Once upon a time, if anyone had asked her, she would have said to call her Ah Wen, or Auntie Wen. Perhaps even Xiao Wen; she always thought she had a pretty name. But she had the fortune to marry into the leading Lim family, the first son even, and Lim Teck Meng towered so large in their circle of friends and acquaintances, Xiao Wen quickly became Mrs. Lim, to distinguish her from the other women who married into that illustrious family. The Mrs. Lim, who managed to bag a rich husband despite looking so boring and plain. The Mrs. Lim who herded her three children into successful adulthoods and an entire extended family into successful annual reunions. The Mrs. Lim who was her husband’s most stalwart support.

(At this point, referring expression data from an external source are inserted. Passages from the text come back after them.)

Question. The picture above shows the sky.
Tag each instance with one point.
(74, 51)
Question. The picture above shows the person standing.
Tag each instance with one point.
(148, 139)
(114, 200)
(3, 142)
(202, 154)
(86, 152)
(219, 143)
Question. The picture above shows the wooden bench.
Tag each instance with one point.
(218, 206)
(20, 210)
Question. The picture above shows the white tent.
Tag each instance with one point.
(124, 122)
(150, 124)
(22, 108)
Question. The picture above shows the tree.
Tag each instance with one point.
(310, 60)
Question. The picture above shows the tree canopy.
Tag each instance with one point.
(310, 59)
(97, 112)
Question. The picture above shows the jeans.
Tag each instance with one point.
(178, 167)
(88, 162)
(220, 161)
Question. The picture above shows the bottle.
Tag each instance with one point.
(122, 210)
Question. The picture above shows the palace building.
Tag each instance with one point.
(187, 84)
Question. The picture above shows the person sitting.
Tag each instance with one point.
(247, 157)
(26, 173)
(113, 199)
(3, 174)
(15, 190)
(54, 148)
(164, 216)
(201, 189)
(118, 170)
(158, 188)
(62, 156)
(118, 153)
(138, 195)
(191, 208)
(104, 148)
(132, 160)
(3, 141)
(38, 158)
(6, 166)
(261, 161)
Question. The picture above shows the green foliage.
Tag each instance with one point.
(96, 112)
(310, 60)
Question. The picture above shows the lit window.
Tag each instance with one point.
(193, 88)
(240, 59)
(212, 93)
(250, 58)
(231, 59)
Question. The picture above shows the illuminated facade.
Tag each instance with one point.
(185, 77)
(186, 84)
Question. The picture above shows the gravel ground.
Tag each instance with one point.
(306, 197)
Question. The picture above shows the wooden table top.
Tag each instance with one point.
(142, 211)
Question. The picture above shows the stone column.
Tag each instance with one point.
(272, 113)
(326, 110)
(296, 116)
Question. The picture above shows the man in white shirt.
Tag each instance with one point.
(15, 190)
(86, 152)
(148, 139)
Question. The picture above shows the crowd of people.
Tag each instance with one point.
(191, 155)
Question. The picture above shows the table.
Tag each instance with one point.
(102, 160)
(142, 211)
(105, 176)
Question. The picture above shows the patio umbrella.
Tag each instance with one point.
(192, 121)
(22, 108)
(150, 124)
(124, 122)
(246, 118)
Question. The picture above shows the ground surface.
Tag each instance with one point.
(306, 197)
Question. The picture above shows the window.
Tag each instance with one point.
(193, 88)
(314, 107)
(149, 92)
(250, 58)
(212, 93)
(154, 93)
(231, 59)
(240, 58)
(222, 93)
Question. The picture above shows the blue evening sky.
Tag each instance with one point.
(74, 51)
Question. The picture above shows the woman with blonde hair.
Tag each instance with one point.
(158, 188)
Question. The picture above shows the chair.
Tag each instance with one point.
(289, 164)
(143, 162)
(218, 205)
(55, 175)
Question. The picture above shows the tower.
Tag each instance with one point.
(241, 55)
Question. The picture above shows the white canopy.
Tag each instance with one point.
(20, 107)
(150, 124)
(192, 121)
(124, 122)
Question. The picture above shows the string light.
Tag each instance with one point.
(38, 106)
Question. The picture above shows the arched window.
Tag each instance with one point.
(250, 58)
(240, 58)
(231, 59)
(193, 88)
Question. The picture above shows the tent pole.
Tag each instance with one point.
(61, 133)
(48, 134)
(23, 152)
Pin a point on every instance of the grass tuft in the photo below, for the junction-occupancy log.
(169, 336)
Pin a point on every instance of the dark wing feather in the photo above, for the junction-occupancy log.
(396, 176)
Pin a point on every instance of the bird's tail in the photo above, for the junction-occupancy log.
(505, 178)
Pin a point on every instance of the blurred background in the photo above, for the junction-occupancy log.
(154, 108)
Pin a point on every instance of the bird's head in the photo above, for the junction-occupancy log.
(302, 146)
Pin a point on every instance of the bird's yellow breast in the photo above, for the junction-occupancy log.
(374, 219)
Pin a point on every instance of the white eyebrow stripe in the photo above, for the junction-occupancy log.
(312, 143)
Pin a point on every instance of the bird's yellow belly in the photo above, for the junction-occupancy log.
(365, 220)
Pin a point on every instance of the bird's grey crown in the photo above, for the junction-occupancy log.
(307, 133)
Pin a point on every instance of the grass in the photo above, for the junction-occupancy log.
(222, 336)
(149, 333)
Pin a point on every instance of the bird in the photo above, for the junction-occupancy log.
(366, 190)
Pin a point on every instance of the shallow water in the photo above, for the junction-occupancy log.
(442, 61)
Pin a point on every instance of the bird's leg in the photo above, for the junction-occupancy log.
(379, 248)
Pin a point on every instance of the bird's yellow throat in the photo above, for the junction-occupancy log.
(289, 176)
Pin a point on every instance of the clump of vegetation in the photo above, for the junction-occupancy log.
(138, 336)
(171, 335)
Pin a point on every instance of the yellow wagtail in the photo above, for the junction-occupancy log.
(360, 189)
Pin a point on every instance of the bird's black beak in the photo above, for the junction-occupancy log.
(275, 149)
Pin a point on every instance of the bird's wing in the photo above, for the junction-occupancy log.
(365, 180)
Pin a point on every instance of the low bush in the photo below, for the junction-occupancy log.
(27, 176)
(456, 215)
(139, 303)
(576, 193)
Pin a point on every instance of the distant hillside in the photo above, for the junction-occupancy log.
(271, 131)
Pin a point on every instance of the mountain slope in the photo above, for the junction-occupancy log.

Mrs. Lim remained Mrs. Lim into death; she saw no reason to give up the name, even into death.
The server, who doubled as a masseuse apparently, showed her where to put her shoes, rinse her feet, then step up to the platform around the fish tanks where she could sit down and stick her feet in.
The fish swarmed around her feet immediately. She jerked her feet away from them, jostling the water. She sucked her teeth in annoyance. Perhaps she was doing this wrong. Perhaps she was supposed to sit still.
The fish circled about her feet, wary after her initial reaction. When they began their work again, Mrs. Lim waited for the expected ticklishness.
Did ghost feet feel ticklish? Mrs. Lim had never considered this before. She watched in fascination as the ghost fish performed their duty in death as they must have in life. They were not real, and Mrs. Lim knew that they should be, in their own way. What did real fish feel like? Why did she not know? Why had she never known?
Sh
e jerked her feet away from the fish, glaring at them in lieu of glaring at Hong Yin. Difficult Hong Yin, who asked stupid questions even though she was clearly so smart, who picked fights over such unnecessary things. Why should Mrs. Lim have known such things? And why should Mrs. Lim think about them now that she was dead?
These thoughts did not leave her when she left the fish spa, utterly unsatisfied with her visit, and thus with Hong Yin, who had failed to deliver a satisfactory Cheng Beng gift. She went to visit Ah Fong to complain about it.
“Haunt her,” Ah Fong suggested. “Whenever one of my children send me something I don’t like, I visit their house.”
“Ah Fong!” Mrs. Lim was scandalized.
Ah Fong laughed. “What? It’s good for them to know I’m still around for them!”
Mrs. Lim didn’t subscribe to the same opinion. “Dead people shouldn’t be among the living. It means something is wrong.”
“If my kids send me something I don’t like, that’s something wrong what.”
Mrs. Lim dropped the subject.
The next year came the usual gifts: new clothes, a Gucci handbag, a laptop computer. Also, more mischief from Hong Yin: a house with its very own fish spa. She invited her friends to come enjoy it and was envious of their delight in reexperiencing the novelty of the nibbling fish. She even invited Mrs. Tan, the Mrs. Tan of the leading Tan family. The matriarchs had not gotten along in life, but their rivalry mellowed in the afterlife. They were cordial, if not friends.
“How come you never go before!” Ling Mo exclaimed upon learning Mrs. Lim’s secret.
“Too busy,” Mrs. Lim said.
“Ah Lim tai-tai was always too busy for silly things like this sort of thing, you know!” Ah Fong laughed.
“Good thing you’re dead then,” Ling Mo said, “now got time to enjoy.”
Mrs. Lim didn’t feel like she was enjoying herself much, watching the fish have a go at everyone’s feet. The fish pecked at her feet; she had an internal argument with herself over whether she actually felt them or whether she pretended to. Her friends gossiped about their children around her while she intently watched the water.